Kitchen Table Economics

How the Health Care Law Harms Fast Food Workers

The Affordable Care Act was sold as a reform to help workers. Instead, it is forcing employers to cut jobs to make up for sharply increased costs.
Taco Bell-KFC

Staff cuts are on the way for 425 workers at at nearly two dozen KFC and Taco Bell restaurants in Alabama and Georgia, according to a recent report from CNN.Many of those who survive layoffs will see their hours slashed, actions the restaurant’s owner says are all due to the Affordable Care Act (a.k.a.: “ObamaCare”),

This is a real example from a real business that explains why critics call this complicated legislation a jobs killer, something supporters deny. In this case, the restaurant owner’s decision is based on three requirements of the nation’s new health care law:

  1. The law requires that every business with 50 or more “full time” employees offer health insurance to the full timers or pay a $2,000 fine for every full-time equivalent employee.
  2. The fine applies to all but the first 30 full time equivalent employees.
  3. The law defines “full time” as any employee working 30 or more hours per week.

Before the ACA, the fast food restaurant owner had 425 employees working various hours each week. He provided health insurance for 30 full-time managers. But the ACA rule changes will re-define the “full-time” status of a lot of his employees who regularly work more than 30 hours, and require him to offer them health insurance.

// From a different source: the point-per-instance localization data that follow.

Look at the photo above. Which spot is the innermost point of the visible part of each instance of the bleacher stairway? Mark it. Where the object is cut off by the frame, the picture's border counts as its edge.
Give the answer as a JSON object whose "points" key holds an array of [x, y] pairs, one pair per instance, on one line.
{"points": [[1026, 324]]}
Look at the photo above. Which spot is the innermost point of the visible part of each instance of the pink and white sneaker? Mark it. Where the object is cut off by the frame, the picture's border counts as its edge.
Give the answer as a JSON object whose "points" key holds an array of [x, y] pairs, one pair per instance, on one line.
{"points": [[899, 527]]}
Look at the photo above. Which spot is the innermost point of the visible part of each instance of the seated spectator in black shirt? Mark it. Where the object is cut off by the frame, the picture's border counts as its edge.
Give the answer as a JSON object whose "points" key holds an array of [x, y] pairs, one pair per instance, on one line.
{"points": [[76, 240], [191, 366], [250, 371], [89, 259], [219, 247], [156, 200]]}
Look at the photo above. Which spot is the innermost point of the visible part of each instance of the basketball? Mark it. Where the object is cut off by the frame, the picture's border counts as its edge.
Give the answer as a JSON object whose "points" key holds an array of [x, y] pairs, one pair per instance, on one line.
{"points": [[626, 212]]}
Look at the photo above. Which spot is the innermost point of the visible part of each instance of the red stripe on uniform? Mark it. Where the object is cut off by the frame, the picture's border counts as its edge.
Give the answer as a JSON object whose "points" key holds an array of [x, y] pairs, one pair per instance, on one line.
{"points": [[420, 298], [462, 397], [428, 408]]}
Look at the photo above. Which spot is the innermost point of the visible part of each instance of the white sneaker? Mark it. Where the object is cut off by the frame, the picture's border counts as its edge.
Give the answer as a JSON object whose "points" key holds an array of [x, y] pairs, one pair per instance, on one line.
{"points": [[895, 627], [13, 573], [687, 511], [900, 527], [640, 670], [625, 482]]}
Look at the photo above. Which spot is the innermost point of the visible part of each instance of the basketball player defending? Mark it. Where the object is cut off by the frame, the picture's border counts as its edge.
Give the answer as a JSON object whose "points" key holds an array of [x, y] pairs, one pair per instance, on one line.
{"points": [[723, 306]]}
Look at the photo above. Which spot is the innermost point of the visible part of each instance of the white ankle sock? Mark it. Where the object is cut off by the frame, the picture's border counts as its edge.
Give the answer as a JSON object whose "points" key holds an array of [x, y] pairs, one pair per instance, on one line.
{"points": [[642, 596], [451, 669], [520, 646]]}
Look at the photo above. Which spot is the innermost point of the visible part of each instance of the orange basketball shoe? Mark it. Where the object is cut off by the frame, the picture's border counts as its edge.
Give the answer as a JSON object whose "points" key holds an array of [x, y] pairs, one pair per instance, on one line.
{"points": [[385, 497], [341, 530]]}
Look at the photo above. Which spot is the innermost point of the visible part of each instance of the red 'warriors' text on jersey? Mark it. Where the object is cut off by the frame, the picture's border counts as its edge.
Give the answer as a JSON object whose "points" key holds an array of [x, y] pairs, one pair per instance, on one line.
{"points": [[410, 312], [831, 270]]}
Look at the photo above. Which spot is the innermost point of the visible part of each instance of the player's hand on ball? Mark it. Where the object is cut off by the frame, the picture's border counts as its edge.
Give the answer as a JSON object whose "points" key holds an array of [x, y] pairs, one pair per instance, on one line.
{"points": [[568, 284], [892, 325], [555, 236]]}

If he doesn’t, the ACA’s changes will force his health insurance costs to rise from $125,000 to a whopping $545,000 each year.

That’s why he is firing some workers, cutting back hours for many others to get most of them under 30 hours a week, and bringing technological innovations like self-serve kiosks to his stores.

The ACA’s rules and fines have pushed this medium-sized business into providing fewer jobs and fewer hours.